Hertha BSC: Michal Karbownik geht
Pole nimmt das Vertragsangebot nicht an
Keine Zukunft bei Hertha BSC: Michal Karbownik. © IMAGO / Matthias Koch
Drei Wochen ist die Sommerpause mittlerweile alt, doch die wirklich weitreichenden Personalentscheidungen bei Hertha BSC lassen weiterhin auf sich warten. Dass Spieler wie Tjark Ernst, Linus Gechter, Marton Dardai oder Fabian Reese eigentlich kein weiteres Jahr mehr in der 2. Bundesliga spielen möchten und auch über andere Optionen verfügen, ist ein offenes Geheimnis.

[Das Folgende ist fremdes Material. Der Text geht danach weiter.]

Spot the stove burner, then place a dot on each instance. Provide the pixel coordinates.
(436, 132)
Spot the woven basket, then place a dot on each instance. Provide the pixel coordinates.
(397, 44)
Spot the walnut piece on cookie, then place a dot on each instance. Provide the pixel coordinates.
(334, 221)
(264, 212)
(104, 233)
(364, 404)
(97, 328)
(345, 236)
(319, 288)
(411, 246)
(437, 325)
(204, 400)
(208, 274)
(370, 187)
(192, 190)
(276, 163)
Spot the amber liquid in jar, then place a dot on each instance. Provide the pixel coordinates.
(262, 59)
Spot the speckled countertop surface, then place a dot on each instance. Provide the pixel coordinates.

Konkret geworden ist es bisher abgesehen von den wohl intensiven Bemühungen des VfL Wolfsburg um Reese aber nicht. Das gilt ebenso für potentielle Neuzugänge, wobei der offenbar ins Auge gefasste Noah Darvich aller Voraussicht nach nicht in die Hauptstadt kommen, sondern auf Leihbasis vom VfB Stuttgart zur SV Elversberg wechseln wird – nicht zuletzt wegen der Aussicht, beim Bundesliga-Aufsteiger erstklassig spielen zu können.
Karbowniks neuer Klub noch nicht bekannt
Dass in Sachen Neuzugänge bisher nichts passiert ist, liegt freilich auch an den fehlenden Transfereinnahmen für Reese und Co., durch die die Verantwortlichen um Sportdirektor Benjamin Weber zumindest ein gewisses Budget für die Suche nach Verstärkung erhalten würden. Und ein ordentlicher Handlungsspielraum wird auch nötig sein, will Hertha BSC doch laut Bild auf mindestens vier Positionen echte Verstärkungen hinzuholen: in der Innenverteidigung, auf der linken Abwehrseite, rechts offensiv und im Sturmzentrum.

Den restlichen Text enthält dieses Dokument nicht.